Hathor, I wasn’t disagreeing with the fact that you thought CDs sounded tinny. I believe I recall that you are female, in which case your ears, especially when you were young, were probably more sensitive to higher frequencies than men’s ears, generally speaking.
But unless you were an audiophile with really high end ($$$) stereo equipment in the 80s, you wouldn’t have been able to hear the timbres produced by harmonics and overtones on your stereo, and even then there was a wide range in quality of analog recordings. No signal is better than its weakest link, in any case, and transducers have historically been the major problem in reproducing high fidelity. But the weak links in the early days of CDs, I continue to contend, was not so much sampling rates as lousy studio engineering / mixing and even worse Digital / Analog converters.
Mr. Hanley:
Actually, newer “lossless” digital formats really do fix the problems you mention. Yeah, they have higher bit rates and thus take up more bandwidth to upload or download and more memory to store, but memory is dirt cheap and the legal distributors are catching on that there is a demand for the higher quality of the better formats. (The pirates caught on years ago!)

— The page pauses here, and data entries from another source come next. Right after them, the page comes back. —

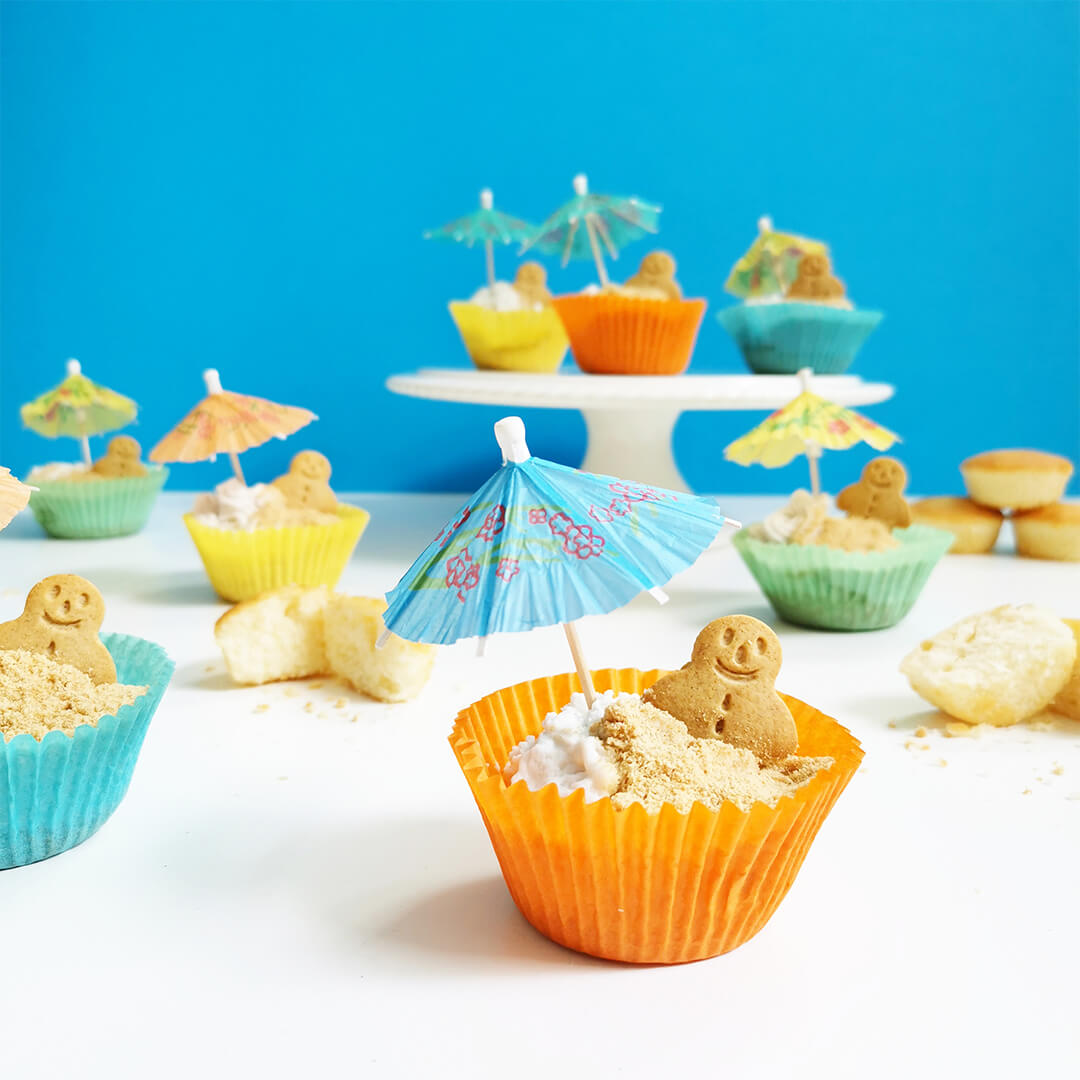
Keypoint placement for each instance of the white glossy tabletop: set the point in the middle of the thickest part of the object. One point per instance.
(308, 891)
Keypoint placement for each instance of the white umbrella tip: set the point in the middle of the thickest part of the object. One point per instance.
(510, 433)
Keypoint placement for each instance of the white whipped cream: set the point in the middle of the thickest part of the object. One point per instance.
(565, 754)
(781, 525)
(502, 297)
(233, 505)
(57, 470)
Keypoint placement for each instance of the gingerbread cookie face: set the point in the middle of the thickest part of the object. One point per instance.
(814, 280)
(122, 458)
(531, 283)
(306, 486)
(879, 495)
(727, 690)
(657, 272)
(61, 620)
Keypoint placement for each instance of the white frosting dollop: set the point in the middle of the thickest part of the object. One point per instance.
(233, 505)
(565, 754)
(781, 525)
(502, 296)
(57, 470)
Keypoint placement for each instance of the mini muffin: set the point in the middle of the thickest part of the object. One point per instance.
(974, 528)
(1067, 701)
(998, 666)
(1016, 480)
(1049, 532)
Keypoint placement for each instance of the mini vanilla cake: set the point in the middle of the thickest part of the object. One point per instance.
(295, 632)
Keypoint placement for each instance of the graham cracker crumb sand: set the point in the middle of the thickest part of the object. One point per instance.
(660, 761)
(38, 696)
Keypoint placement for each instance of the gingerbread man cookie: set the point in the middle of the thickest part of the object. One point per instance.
(121, 459)
(657, 272)
(306, 486)
(61, 620)
(727, 690)
(531, 283)
(814, 281)
(879, 494)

What amazes me about academics, btw, is how well paid the “stars” at the big schools are now. In my callow youth, deciding on an academic career was, like deciding to become a minister, a decision to lead a life of genteel poverty. Now with even philosophers, fergawdsakes, making comfortably over $100k at the bigger research universities, it seems to me the question really does occur why this is so. I mean, I’m all for philosophers earning a decent buck, but since academics generally work for either directly or indirectly state supported schools (the distinction is hardly worth making any more) and since the work product inside much of the humanities is, as one wag said, hermaneutically sealed, it’s hard to figure out why salaries aren’t lower than they are.
I believe that CDs have a sampling frequency of 44,000 times per second, and that normal humans ears are only sensitive up to about 20,000 Hz. It seems to me that any higher frequency sounds that were not captured and encoded onto the CD would be inaudible to human ears anyway.
DAR,
New info to me on digital formats. But I’m a bit of a luddite, so I’m always behind the curve on those things.
I haven’t really thought about what’s going on with the star academic salaries. It’s a puzzle, but I’m sure there’s an answer.
Isn’t there an argument to be made that CDs did lower the price? By digitizing the music they provided an easy interface with computers. Not long after their introduction file sharing sites popped up, both legal and extralegal, and the average price per unit that any consumer pays these days is likely much lower than the golden age of vinyl.
D.A. Ridgely,
I sort of cut my teeth on hifi. My dad was a radio engineer. At the time CD’s were introduced, A/D and D/A converters had higher resolution, they were used in a lot of electronic test equipment. Sampling rates could have been much higher into the tens of megahertz. Using the same level of technology would have driven the cost of the players up. I do agree that sound production of much music is poor, but most of the music I buy on CD had good production value when it was made(reissue) or is suppose to have (classical music).